Understanding the “Fiscal Cliff”

28 December 2012

 Most readers will have come across the expression “Fiscal Cliff” in recent weeks as the US heads for a showdown between Republican and Democrat law makers. As is often the case these days, words and phrases are readily picked up by the media and repeated ad nauseam without much in the way of explanation.

A useful discussionof the mechanics of the so-called “fiscal cliff” appeared today in the Business Spectator publication and is available here.

There has been some speculation that President Obama is not necessarily looking for a speedy resolution to negotiations with the Republicans on this issue.
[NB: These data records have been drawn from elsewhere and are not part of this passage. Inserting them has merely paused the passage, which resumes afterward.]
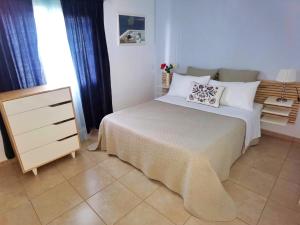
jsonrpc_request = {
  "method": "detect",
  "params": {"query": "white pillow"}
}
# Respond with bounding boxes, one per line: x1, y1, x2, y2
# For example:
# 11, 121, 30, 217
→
186, 82, 225, 108
168, 73, 210, 98
209, 80, 260, 111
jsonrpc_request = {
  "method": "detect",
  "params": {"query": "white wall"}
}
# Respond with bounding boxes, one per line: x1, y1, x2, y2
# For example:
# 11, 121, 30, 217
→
156, 0, 300, 138
104, 0, 155, 111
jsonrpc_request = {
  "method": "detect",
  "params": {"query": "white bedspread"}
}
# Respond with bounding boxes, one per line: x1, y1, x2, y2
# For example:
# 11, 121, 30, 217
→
155, 95, 263, 149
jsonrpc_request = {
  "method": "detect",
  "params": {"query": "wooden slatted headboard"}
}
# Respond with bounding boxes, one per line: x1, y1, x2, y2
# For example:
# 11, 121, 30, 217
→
255, 80, 300, 124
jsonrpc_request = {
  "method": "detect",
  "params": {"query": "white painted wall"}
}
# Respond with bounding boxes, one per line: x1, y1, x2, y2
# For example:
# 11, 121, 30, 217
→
156, 0, 300, 138
104, 0, 155, 111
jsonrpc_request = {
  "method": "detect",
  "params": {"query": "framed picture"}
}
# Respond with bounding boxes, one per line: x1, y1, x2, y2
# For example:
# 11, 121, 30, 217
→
119, 14, 146, 45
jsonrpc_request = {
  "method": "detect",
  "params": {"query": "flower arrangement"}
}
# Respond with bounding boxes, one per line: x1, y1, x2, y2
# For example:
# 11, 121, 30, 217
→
160, 63, 176, 74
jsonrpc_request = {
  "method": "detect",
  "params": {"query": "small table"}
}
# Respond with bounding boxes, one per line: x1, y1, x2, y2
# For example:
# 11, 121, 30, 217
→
261, 96, 294, 126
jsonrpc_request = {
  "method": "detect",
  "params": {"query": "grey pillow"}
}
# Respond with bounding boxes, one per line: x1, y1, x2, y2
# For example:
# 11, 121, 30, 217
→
219, 69, 259, 82
186, 66, 218, 79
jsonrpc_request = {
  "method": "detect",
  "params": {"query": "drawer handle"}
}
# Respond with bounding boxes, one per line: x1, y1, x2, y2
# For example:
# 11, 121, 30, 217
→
53, 117, 75, 126
57, 133, 77, 142
49, 101, 72, 107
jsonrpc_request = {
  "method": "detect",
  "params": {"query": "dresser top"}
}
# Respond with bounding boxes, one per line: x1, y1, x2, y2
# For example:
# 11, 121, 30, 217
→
0, 85, 69, 102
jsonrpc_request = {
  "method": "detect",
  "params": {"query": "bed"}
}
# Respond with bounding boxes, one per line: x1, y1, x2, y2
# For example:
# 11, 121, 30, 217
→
92, 95, 262, 221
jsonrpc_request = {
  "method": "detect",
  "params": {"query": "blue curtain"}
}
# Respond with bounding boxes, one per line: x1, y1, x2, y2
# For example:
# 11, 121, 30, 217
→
61, 0, 112, 131
0, 0, 45, 158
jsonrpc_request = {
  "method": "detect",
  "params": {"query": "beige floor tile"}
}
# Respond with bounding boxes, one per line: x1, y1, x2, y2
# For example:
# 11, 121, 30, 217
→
270, 179, 300, 212
185, 216, 247, 225
0, 179, 29, 213
119, 169, 159, 199
224, 181, 267, 225
81, 149, 109, 163
229, 162, 275, 197
87, 182, 141, 225
21, 164, 65, 198
253, 156, 283, 177
146, 187, 190, 225
49, 203, 105, 225
0, 159, 23, 183
0, 202, 40, 225
32, 182, 82, 224
99, 156, 133, 179
279, 159, 300, 184
116, 203, 173, 225
238, 147, 261, 167
254, 136, 291, 160
56, 152, 96, 179
288, 143, 300, 161
259, 201, 300, 225
69, 163, 115, 199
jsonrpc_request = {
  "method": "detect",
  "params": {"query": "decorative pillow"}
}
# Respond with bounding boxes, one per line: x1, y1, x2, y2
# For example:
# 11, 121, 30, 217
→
219, 69, 259, 82
186, 66, 218, 79
186, 82, 224, 107
209, 80, 260, 111
168, 73, 210, 98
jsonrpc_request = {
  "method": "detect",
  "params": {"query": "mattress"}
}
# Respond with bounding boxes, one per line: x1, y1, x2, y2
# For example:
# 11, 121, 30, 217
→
93, 100, 253, 221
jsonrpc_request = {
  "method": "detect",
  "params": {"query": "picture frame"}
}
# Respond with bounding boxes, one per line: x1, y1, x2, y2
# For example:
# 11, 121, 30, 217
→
118, 13, 146, 46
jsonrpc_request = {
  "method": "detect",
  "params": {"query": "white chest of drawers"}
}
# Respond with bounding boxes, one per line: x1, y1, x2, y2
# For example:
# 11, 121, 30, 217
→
0, 86, 80, 175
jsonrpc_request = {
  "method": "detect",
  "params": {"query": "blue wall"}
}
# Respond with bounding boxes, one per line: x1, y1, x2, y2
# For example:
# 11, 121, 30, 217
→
156, 0, 300, 79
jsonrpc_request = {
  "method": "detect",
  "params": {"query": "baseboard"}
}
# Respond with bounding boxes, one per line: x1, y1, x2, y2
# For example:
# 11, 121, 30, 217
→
261, 130, 300, 143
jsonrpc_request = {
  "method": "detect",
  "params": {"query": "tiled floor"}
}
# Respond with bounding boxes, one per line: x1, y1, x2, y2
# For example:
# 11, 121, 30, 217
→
0, 136, 300, 225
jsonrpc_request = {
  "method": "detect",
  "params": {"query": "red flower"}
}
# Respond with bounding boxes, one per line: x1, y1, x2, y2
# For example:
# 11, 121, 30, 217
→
160, 63, 167, 70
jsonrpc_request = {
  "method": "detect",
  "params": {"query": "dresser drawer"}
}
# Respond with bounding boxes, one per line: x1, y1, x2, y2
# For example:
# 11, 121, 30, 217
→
15, 119, 77, 154
20, 135, 79, 171
8, 103, 74, 136
3, 88, 71, 116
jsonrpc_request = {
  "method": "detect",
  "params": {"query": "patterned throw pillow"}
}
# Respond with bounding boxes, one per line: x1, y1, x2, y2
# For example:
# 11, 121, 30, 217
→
186, 82, 225, 107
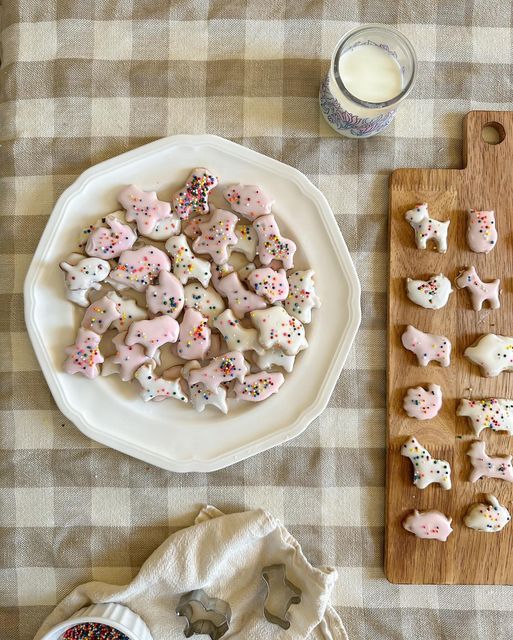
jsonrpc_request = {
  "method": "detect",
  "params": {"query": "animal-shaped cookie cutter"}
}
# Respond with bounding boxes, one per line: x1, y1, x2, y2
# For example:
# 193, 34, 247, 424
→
176, 589, 232, 640
262, 564, 302, 629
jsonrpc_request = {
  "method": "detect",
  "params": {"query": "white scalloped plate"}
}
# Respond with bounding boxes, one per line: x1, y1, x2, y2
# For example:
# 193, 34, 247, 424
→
24, 135, 360, 472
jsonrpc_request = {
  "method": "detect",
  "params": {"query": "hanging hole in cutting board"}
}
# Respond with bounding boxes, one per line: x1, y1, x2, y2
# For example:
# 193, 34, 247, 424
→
481, 122, 506, 144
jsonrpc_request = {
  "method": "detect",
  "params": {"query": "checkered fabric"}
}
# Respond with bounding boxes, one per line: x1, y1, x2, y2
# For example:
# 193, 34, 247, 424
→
0, 0, 513, 640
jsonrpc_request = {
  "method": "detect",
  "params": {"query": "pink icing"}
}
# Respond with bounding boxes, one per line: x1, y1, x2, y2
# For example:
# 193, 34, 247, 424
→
189, 351, 249, 392
85, 215, 137, 260
235, 371, 285, 402
253, 215, 296, 269
192, 209, 238, 264
125, 316, 179, 358
146, 271, 185, 318
247, 267, 289, 304
223, 184, 274, 221
110, 245, 171, 291
82, 296, 121, 334
64, 327, 103, 378
118, 184, 171, 235
467, 209, 497, 253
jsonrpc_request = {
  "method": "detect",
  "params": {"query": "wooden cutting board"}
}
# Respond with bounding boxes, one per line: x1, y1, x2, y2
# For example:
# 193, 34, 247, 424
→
385, 111, 513, 584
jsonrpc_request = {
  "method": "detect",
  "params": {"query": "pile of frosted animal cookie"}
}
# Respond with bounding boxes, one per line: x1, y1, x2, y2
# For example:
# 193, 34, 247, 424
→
60, 168, 320, 413
401, 204, 513, 542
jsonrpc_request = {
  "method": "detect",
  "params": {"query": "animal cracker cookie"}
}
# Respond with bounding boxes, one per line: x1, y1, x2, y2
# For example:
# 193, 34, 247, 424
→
401, 325, 451, 367
404, 203, 451, 253
401, 438, 451, 489
173, 168, 217, 220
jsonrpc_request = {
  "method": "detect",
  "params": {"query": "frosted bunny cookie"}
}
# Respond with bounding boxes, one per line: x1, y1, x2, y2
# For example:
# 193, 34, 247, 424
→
401, 325, 451, 367
234, 371, 285, 402
404, 203, 451, 253
118, 184, 171, 235
59, 258, 110, 307
248, 267, 289, 304
406, 273, 452, 309
64, 327, 103, 379
82, 296, 121, 335
85, 215, 137, 260
253, 215, 296, 269
214, 309, 264, 355
146, 271, 185, 318
173, 167, 217, 220
109, 244, 171, 292
176, 309, 210, 360
467, 209, 497, 253
283, 269, 321, 324
192, 209, 238, 264
250, 307, 308, 356
125, 316, 179, 358
166, 233, 211, 287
If there is no substantive agreement prior to 31 December, the two main effects are: (i) an end to certain tax cuts and (ii) the implementation of a variety of spending cuts.

One strategy is for the President to then introduce a bill legislating for the re-introduction of tax cuts for all but the top 2% of income earners. This would be very difficult for the Republicans to oppose. Furthermore a significant proportion of the spending cuts relate to defence expenditure which again would hurt the Republicans more than the Democrats. So there is a strong case that President Obama may fare quite well out of any stalemate that ensues over the coming days and weeks. Certainly he is holding a stronger hand that his opponents and, being in his second (and final) term as President, is not looking to curry any favours with the electorate.

Needless to say the markets will be underwhelmed by the uncertainty that would follow a breakdown in negotiations – in which case volatility will be king once again.